Rob studied the monitors trying to make heads or tails of the set up.
He glanced through the cockpit window at Selkirk and shrugged.
“Do I run start up again?” he shouted.
But it was no good. The helmet and hatch blocked his voice and Selkirk wasn't on a radio.
Rob watched him flip the clip and spray at unseen attackers then turn to him.
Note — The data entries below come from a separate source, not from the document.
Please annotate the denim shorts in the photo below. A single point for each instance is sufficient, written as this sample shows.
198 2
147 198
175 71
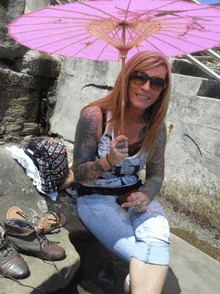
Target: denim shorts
126 232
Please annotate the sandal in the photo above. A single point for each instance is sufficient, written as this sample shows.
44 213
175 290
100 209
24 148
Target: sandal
46 224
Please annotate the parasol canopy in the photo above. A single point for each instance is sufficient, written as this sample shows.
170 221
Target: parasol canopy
118 29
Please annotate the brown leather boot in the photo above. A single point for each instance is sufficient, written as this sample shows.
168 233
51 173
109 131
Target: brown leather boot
26 239
11 263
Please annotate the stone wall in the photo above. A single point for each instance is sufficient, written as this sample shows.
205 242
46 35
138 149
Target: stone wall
26 78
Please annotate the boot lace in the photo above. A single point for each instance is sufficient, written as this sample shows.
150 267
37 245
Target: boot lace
5 247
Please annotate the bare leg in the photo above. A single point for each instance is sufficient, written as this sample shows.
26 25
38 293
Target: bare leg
147 278
127 287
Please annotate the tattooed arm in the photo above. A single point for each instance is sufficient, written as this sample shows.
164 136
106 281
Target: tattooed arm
88 131
154 177
155 168
84 167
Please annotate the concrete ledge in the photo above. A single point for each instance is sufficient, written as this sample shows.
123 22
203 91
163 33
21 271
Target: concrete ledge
196 272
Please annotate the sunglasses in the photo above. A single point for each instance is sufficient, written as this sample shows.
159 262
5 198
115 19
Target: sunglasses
140 78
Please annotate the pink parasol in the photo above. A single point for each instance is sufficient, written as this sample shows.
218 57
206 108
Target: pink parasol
117 29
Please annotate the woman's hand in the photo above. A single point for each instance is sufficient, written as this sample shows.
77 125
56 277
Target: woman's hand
138 200
117 154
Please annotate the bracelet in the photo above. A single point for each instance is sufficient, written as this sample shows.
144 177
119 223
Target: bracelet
109 161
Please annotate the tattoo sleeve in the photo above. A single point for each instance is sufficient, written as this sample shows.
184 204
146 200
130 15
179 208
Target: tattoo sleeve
84 167
155 168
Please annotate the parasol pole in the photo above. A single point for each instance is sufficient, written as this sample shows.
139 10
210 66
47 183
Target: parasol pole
123 55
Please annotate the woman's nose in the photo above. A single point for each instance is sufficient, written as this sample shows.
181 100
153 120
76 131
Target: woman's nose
146 86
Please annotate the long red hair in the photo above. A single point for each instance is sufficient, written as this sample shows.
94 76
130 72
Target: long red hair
156 113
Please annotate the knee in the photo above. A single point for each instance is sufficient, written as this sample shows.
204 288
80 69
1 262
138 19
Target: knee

Rob could read his lips.
“Just press go!”
He punched the giant red button marked GO.
71
Riggs led a team of Commandos on the fixed position while Freddy covered their six.
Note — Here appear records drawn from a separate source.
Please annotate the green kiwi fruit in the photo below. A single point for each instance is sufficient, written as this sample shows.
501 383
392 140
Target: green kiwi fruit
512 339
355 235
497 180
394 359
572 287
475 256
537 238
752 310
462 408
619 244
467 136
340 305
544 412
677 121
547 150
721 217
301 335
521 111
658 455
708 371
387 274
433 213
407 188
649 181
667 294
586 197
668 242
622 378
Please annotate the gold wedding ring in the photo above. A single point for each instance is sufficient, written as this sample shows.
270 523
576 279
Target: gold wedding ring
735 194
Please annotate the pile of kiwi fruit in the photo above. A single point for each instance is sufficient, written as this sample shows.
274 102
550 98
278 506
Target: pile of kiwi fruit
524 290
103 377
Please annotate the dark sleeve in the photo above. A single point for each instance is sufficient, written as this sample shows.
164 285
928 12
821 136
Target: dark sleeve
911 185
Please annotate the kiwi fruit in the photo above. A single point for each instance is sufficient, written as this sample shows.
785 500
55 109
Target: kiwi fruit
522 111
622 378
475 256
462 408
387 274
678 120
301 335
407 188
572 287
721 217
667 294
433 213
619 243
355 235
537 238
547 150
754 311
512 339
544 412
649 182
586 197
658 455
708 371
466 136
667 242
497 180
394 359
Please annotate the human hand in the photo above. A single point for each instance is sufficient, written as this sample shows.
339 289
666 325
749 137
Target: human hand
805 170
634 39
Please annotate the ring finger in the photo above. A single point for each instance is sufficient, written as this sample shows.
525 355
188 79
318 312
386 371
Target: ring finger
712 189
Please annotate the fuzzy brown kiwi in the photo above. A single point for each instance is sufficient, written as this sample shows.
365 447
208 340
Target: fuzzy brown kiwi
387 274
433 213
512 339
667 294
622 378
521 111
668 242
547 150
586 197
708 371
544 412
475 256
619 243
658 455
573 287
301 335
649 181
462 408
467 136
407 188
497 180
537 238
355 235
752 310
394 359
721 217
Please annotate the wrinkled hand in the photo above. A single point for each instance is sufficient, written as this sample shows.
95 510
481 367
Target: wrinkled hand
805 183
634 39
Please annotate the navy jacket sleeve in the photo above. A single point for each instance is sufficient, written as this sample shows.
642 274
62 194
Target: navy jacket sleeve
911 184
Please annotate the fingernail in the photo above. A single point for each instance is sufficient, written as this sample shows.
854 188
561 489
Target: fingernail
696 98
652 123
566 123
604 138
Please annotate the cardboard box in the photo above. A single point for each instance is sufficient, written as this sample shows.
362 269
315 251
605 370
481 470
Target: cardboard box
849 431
They heard the roar of the rocket as a cloud of dust, dirt and flame washed over the edge of the swimming pool and barreled toward them.
The rocket leaped out of the pool and fought gravity as it headed into the eastern horizon.
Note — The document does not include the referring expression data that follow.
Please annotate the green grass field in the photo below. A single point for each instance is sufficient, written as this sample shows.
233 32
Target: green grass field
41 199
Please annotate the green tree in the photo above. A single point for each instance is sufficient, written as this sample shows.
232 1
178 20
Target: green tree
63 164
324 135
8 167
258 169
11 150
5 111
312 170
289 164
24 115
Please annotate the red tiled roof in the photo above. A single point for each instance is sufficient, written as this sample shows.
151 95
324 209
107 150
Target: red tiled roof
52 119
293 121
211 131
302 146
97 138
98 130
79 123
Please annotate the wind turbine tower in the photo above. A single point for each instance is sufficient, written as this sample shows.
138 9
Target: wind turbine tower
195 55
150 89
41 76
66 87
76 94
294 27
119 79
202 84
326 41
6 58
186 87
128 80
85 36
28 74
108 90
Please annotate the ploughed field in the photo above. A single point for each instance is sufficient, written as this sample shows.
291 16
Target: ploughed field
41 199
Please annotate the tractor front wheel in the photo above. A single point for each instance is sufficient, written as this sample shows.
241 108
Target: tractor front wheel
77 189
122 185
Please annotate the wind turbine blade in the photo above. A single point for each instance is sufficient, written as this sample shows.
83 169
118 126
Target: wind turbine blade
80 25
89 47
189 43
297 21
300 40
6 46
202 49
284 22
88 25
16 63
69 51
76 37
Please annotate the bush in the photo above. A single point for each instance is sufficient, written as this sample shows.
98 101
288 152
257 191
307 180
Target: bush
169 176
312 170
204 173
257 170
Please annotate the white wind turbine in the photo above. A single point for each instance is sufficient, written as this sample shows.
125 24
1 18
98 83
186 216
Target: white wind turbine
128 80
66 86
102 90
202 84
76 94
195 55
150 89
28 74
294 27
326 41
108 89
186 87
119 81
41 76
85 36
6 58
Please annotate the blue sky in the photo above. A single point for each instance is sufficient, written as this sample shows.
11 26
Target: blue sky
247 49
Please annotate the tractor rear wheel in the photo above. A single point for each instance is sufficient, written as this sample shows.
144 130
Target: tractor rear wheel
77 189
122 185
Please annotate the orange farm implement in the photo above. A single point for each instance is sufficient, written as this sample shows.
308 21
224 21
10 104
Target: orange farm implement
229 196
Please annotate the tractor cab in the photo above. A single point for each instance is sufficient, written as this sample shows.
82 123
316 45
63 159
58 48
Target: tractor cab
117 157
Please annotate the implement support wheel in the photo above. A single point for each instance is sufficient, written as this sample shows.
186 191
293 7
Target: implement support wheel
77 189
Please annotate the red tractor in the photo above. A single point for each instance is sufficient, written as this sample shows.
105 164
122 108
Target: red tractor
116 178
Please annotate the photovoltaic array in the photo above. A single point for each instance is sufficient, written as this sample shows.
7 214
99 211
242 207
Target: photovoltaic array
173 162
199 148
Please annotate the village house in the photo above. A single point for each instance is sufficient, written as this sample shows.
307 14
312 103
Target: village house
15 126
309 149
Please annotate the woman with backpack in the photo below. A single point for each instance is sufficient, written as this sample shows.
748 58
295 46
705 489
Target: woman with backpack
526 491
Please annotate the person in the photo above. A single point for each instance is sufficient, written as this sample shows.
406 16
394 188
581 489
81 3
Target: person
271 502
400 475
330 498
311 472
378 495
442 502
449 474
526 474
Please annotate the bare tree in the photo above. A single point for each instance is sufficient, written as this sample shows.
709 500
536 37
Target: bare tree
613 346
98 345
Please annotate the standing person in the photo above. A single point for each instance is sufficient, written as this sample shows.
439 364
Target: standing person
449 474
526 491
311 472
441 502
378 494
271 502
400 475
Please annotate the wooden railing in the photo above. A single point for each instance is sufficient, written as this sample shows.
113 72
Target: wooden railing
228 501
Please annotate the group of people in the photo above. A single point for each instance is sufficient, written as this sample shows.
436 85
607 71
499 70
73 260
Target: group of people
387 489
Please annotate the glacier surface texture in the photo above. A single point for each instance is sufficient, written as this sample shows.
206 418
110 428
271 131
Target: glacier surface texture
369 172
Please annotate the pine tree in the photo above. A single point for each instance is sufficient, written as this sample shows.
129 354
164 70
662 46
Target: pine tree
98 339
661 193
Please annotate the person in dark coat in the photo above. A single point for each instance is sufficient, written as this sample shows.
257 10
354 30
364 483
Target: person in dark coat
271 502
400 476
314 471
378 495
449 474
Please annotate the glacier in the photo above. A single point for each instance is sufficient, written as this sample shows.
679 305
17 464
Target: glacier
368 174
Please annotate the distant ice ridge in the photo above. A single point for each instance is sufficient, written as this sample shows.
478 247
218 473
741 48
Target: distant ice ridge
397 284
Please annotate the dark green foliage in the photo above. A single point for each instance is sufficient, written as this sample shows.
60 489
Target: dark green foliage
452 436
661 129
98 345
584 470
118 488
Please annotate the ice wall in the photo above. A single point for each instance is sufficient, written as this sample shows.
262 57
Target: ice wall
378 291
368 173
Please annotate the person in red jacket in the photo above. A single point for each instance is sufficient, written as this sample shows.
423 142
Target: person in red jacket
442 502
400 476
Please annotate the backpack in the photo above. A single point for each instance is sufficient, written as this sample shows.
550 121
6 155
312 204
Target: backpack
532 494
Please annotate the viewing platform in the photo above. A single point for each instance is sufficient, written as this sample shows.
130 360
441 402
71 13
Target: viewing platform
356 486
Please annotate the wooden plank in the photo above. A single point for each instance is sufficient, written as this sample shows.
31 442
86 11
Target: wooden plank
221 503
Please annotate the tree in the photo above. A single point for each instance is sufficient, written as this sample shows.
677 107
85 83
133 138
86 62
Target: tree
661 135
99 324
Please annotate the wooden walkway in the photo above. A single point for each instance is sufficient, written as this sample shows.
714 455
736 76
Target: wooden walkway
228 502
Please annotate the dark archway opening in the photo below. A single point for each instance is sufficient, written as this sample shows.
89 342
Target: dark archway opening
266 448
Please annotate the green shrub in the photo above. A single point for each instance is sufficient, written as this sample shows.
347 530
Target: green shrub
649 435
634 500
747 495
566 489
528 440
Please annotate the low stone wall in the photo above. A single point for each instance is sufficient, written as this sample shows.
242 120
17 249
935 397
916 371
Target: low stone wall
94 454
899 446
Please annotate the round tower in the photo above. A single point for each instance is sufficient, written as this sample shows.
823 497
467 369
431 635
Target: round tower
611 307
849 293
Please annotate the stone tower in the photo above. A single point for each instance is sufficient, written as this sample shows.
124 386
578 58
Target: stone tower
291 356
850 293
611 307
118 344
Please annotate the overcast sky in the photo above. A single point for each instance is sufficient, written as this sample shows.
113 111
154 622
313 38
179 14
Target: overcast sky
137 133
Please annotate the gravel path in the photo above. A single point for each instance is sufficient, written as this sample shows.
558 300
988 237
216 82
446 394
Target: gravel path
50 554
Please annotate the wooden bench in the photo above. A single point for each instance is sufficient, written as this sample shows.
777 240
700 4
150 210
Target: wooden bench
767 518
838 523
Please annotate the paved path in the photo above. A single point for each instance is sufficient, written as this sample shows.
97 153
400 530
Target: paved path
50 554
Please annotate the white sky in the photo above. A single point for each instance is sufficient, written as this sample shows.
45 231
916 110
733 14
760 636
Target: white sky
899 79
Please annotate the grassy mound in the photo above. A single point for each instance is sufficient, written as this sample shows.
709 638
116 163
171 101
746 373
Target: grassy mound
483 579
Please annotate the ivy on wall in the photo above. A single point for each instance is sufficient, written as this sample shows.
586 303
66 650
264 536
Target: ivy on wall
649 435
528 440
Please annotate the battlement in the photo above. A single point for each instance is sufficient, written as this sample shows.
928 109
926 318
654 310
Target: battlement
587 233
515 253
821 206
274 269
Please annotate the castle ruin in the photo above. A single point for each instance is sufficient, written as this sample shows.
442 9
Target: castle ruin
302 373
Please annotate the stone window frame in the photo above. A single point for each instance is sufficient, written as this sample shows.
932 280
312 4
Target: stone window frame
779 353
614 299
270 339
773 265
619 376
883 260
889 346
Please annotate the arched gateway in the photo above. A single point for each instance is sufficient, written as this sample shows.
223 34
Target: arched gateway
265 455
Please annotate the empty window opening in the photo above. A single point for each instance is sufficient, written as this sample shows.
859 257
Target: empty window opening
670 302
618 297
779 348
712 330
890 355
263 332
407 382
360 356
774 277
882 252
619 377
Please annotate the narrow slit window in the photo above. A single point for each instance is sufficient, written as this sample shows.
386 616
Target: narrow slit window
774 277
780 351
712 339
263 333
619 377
The second chopper pulled up and tried to get a missile lock on the rocket, but the space ship was moving too fast, the missile slid past the exhaust and cut through the contrail.
A Norde saucer topped the horizon on an intercept course for the space ship.
Ned rested the last rocket launcher on his shoulder, aimed at the Norde ship and fired.
The rocket shot into the saucer with barely a dent, but sent it slightly off course.
The homemade shuttle made the atmosphere and disappeared.
Commandos converged on Ned's position.
Riggs sent a man to distract Jodi from one direction.
He flanked her and shot her in the shoulder.
She dropped her rifle as she spun to the ground.
He stalked up to her and pressed his pistol against her forehead.
“Night night,” he grinned.
Freddy slammed into him and knocked him down.
Jodi drew her pistol and shot Freddy.
She aimed at Riggs head and removed him from the world.
The pop of bullets died down as Selkirk picked off the remaining Commandos until they retreated.
72
Reg pulled up behind the Suburban’s that blocked the road.
He leaned across the steering wheel and stared up at the rocket as it blazed across the sky.
“Would you look at that?” he breathed in wonder.
Harris did.
He slumped back in the chair, defeated.
A trio of black and white police cars slid to a stop behind them.
“Out of the car!” one of the officers shouted as they spilled out with weapons drawn.
Harris got out of the car.
“I'm a government official,” he stated.
“I don't care who you are,” screamed a cop as he cuffed Harris. “You're under arrest until we get this cleared out.”
73
Rob stared through the view screen at the blue marble of earth floating in the black sky.
It was gorgeous.
He sniffed and took a moment to relish the fact that the rocket worked so far and he was still alive.
A thruster kicked in on a predetermined vector and rolled the craft over.
It brought the silver gray moon into view.
74
The police stormed the backyard with pistols and shotguns drawn.
As they passed over fallen bodies, they stopped to check for pulses and survivors.
Selkirk over the sprawling body of Ned surrounded by six dead Commandos.
He held up a badge in his hands so the officers could see it clearly.
“I have identification,” he said as they approached. “I'm a federal agent.”
The lead officer glanced at the badge and lowered her weapon.
“Sorry sir,” she said. “What happened here?”
“Check that woman,” Selkirk ordered. “Call the paramedics.”
He moved past them and into the dining room to the row of monitors.
He reached under the table and grabbed a cable that he dragged out and connected to the generator.
He went back in and started bringing systems online.
“Ned!” he called then sagged as he remembered his partner was dead. “Damn it Jim.”
His fingers flew across the keyboard and monitors sputtered to life.
Jodi limped in and sat down gently while a paramedic tended her shoulder.
“You need a hospital,” Selkirk told her.
“How is he?” she nodded to one of the monitors.
It showed Rob in the cockpit of the shuttle.
“Let's find out.”
He leaned over and grabbed the microphone.
“Moon Man, do you copy?”
75
Rob reached forward with a thick gloved finger and flipped a toggle switch.
“Hello?”
“Are you still in one piece?” Selkirk said over the radio.